Domain Structure & Function:

• Regulatory Domain:

• C1 Domain → Binds Diacylglycerol (DAG).

• C2 Domain → Binds Ca²⁺, promoting membrane translocation.

• PS Site → Contains a pseudosubstrate region, keeping PKC inactive until activation.

• Catalytic Domain:

• C3 Domain → ATP-binding site, necessary for phosphorylation.

• C4 Domain → Substrate-binding site, where PKC phosphorylates target proteins.

Activation Mechanism:

1. Ca²⁺ and DAG bind to PKC, relieving inhibition from the pseudosubstrate region.
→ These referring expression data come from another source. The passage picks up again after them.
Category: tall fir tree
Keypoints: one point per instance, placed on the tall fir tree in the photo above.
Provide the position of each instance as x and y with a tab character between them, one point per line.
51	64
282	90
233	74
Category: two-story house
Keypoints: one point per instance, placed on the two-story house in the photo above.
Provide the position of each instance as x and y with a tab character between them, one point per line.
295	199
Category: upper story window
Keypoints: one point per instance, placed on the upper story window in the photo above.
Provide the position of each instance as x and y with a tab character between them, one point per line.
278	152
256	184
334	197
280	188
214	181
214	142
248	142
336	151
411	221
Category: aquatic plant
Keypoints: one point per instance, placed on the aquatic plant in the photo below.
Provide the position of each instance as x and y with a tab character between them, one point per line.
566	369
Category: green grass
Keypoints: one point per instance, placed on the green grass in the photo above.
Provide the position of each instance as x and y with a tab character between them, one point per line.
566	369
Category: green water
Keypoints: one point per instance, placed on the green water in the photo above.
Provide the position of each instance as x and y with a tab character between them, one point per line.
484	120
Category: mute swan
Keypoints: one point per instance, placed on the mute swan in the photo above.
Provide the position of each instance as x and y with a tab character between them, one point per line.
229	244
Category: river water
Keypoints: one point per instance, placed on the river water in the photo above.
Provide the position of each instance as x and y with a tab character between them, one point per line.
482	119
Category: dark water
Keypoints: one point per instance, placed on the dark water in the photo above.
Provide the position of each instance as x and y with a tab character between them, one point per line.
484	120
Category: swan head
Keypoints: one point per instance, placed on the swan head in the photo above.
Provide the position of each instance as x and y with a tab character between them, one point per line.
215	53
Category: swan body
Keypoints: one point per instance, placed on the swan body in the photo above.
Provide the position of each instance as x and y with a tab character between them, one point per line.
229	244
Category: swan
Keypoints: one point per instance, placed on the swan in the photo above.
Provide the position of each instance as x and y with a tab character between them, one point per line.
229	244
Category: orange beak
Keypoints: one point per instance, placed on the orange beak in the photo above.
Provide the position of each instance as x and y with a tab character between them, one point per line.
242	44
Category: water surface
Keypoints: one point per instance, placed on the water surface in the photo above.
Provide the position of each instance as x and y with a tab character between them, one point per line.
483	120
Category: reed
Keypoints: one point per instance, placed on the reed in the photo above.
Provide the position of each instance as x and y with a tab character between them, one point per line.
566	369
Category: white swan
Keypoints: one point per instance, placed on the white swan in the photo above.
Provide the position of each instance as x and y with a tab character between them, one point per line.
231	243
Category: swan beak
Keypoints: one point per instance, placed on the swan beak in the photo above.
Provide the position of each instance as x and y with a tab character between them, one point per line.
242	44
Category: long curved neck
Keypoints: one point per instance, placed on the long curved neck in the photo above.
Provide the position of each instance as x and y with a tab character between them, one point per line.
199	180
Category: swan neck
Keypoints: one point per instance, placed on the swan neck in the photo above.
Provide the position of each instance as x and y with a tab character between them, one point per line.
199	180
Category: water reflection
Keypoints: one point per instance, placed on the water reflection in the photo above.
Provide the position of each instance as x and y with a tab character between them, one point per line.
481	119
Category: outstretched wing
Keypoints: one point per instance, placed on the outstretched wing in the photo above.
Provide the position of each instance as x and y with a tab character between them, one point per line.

2. PKC translocates to the membrane and undergoes conformational changes.

3. ATP binds to the C3 domain, allowing phosphorylation of substrates at the C4 domain.

Ca²⁺-Mediated Regulation via Calmodulin

1. A signal triggers an increase in Ca²⁺ concentration.

2. Ca²⁺ binds to calmodulin, activating it.

3. Ca²⁺/calmodulin complex interacts with target proteins (e.g., Ca²⁺/calmodulin-dependent protein kinase, CaMK).

4. This interaction alters the target protein’s activity, leading to downstream effects.